I need to aggregate it so I get the following output:
[{
"_id": {
"company": "Lenovo",
"model": "T400"
},
"tags": {
tag: "SomeTag"
pros: 124 // number of times, "SomeTag" tag was found in "pros" array in `Lenovo T400`
cons: 345 // number of times, "SomeTag" tag was found in "cons" array in `Lenovo T400`
}
}...]
I tried to do the following:
var aggParams = {};
aggParams.push({ $unwind: '$cons' });
aggParams.push({ $unwind: '$pros' });
aggParams.push({$group: {
_id: {
company: '$company',
model: '$model',
consTag: '$cons'
},
consTagCount: { $sum: 1 }
}});
aggParams.push({$group: {
_id: {
company: '$_id.company',
model: '$_id.model',
prosTag: '$pros'
},
prosTagCount: { $sum: 1 }
}});
aggParams.push({$group: {
_id: {
company:'$_id.company',
model: '$_id.model'
},
tags: { $push: { tag: { $or: ['$_id.consTag', '$_id.prosTag'] }, cons: '$consTagCount', pros: '$prosTagCount'} }
}});
But I got the following result:
{
"_id": {
"company": "Lenovo",
"model": "T400"
},
"tags": [
{
"tag": false,
"pros": 7
}
]
}
What is the right way to do this with aggregation?
Yes this is a bit harder considering that there are multiple arrays, and if you try both at the same time you end up with a "cartesian condition" where one arrray multiplies the contents of the other.
Therefore, just combine the array content at the beginning, which probably indicates how you should be storing the data in the first place:
Model.aggregate(
[
{ "$project": {
"company": 1,
"model": 1,
"data": {
"$setUnion": [
{ "$map": {
"input": "$pros",
"as": "pro",
"in": {
"type": { "$literal": "pro" },
"value": "$$pro"
}
}},
{ "$map": {
"input": "$cons",
"as": "con",
"in": {
"type": { "$literal": "con" },
"value": "$$con"
}
}}
]
}
}},
{ "$unwind": "$data" }
{ "$group": {
"_id": {
"company": "$company",
"model": "$model",
"tag": "$data.value"
},
"pros": {
"$sum": {
"$cond": [
{ "$eq": [ "$data.type", "pro" ] },
1,
0
]
}
},
"cons": {
"$sum": {
"$cond": [
{ "$eq": [ "$data.type", "con" ] },
1,
0
]
}
}
}
],
function(err,result) {
}
)
So via the first $project stage the $map operators are adding the "type" value to each item of each array. Not that it really matters here as all items should process "unique" anyway, the $setUnion operator "contatenates" each array into a singular array.

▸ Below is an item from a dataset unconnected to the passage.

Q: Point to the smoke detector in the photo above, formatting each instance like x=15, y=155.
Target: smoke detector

As mentioned earlier, you probably should be storing in this way in the first place.
Then process $unwind followed by $group, wherein each "pros" and "cons" is then evaluated via $cond to for it's matching "type", either returning 1 or 0 where the match is respectively true/false to the $sum aggregation accumulator.
This gives you a "logical match" to count each respective "type" within the aggregation operation as per the grouping keys specified.